Which I find very amusing, seeing as I know a good few of these teutonic celtophiles myself. Feldenkirchen is younger and writes about today's Ireland, with an added love interest. The critics are loving it. In this case, the book has a nice modern cover and is clearly not being marketed specifically to the Guinness-loving crowd.

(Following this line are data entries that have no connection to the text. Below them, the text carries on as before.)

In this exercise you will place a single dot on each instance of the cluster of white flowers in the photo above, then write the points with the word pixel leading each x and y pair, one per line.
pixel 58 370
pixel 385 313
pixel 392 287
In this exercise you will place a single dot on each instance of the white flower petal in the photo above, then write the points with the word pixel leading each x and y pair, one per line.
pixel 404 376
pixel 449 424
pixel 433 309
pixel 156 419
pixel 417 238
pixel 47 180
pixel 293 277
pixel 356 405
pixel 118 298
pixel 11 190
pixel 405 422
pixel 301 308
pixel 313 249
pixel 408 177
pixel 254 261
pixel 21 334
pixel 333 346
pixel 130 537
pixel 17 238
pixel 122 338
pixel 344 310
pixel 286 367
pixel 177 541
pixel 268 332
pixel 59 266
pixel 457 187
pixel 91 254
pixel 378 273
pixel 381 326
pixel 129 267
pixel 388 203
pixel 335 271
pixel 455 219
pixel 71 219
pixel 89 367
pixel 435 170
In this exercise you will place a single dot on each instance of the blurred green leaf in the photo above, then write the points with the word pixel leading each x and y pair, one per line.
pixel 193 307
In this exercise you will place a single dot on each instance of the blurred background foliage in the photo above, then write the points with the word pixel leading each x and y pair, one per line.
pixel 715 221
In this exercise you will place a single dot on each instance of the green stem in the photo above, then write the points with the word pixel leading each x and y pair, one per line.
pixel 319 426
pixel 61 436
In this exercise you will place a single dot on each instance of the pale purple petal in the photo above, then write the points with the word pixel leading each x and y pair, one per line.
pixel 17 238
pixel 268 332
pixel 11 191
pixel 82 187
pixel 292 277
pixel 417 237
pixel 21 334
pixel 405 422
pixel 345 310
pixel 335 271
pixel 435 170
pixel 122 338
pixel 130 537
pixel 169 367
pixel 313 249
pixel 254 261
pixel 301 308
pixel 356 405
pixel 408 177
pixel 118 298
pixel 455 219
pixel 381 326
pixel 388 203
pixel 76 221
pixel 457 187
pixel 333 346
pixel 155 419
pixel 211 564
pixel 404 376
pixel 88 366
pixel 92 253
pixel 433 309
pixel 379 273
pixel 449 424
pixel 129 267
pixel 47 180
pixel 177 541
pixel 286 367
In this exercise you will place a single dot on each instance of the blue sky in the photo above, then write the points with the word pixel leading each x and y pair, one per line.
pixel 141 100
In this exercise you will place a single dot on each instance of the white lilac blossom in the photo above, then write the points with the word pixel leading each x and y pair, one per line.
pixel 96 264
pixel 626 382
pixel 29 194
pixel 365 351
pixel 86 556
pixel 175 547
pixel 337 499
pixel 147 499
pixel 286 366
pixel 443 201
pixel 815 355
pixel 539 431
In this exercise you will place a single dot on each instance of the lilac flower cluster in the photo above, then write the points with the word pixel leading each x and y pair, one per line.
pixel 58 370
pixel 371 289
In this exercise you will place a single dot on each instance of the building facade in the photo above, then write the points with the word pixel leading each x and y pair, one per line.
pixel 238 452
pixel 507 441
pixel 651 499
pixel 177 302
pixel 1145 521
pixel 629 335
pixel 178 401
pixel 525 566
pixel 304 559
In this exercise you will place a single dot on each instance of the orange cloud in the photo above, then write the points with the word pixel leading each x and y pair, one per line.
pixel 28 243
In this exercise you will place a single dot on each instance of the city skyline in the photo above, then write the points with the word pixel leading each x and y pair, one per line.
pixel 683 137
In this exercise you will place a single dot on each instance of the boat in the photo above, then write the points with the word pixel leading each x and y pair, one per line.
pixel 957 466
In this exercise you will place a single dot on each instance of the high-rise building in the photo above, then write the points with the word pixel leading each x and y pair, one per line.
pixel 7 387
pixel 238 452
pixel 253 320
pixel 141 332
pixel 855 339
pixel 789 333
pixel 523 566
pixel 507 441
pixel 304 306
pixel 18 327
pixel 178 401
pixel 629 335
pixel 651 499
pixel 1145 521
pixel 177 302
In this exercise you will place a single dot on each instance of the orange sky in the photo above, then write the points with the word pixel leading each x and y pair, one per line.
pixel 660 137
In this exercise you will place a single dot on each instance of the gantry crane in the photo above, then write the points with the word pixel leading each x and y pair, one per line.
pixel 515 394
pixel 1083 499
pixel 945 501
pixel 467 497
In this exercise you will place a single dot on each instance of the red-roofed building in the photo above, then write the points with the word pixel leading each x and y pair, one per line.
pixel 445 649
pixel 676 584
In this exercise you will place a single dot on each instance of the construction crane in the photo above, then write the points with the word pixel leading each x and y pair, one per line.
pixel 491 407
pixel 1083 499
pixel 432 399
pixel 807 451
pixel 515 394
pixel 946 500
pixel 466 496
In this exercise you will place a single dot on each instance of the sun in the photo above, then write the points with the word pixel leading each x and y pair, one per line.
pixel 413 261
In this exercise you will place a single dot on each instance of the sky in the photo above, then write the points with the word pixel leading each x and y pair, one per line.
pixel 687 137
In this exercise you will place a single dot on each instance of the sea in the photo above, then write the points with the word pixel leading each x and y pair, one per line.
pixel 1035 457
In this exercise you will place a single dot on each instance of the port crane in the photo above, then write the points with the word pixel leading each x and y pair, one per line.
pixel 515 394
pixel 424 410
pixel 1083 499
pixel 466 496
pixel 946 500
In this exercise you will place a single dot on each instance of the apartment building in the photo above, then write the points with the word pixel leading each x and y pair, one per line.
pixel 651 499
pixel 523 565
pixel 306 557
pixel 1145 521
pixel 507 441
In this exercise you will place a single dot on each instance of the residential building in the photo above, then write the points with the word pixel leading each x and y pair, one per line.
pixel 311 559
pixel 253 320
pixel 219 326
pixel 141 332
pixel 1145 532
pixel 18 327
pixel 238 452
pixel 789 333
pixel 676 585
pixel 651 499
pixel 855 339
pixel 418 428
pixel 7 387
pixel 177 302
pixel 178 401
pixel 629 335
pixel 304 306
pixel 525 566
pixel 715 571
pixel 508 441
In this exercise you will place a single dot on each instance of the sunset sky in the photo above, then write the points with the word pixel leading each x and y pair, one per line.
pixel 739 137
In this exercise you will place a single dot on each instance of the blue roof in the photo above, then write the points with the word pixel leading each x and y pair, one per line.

Compare and contrast Swiss writer Rolf Lappert's award-winning Nach Hause schwimmen (a couple of extracts translated by Donal McLaughlin are available on Donal's homepage), also set partly in Ireland. I haven't read this novel either, but the cover so obviously plays on the Böll-style rural idyll cliché it makes my teeth hurt.
3 comments:
Hi - I linked you blog (left column, somewhat down. feel free to send me a logo
Eva
http://www.berlinica.com/About_Us_RHU1.html
Thank Eva - I don't have a logo though. Good luck with the publishing project, I shall be following from afar.
Katy
I am from the west of Ireland originally and I absolutely loved Feldenkirchen's book. What is so perfect about it is his really incisive presentation of both Germany and Ireland in the time periods covered. I am just couple of years older than the author so I had goosebumps at times as he captured the atmosphere of the 1980s in Ireland. The love story itself is also emblematic of its time when those who loved wrote letters and not texts, a point which he features in the novel. I have read so many novels by Irish authors set in Ireland but not many of them capture Irishness as well as he does. Equally there are not many novels of love that leave you gasping for air in quite the way his does. I am not sure how well it work in an English translation though.
Like the not dissimilar "Gut Gegen Nordwind" reading the same sentences in a literal English translation might disppoint, German writing does have a particular atmosphere.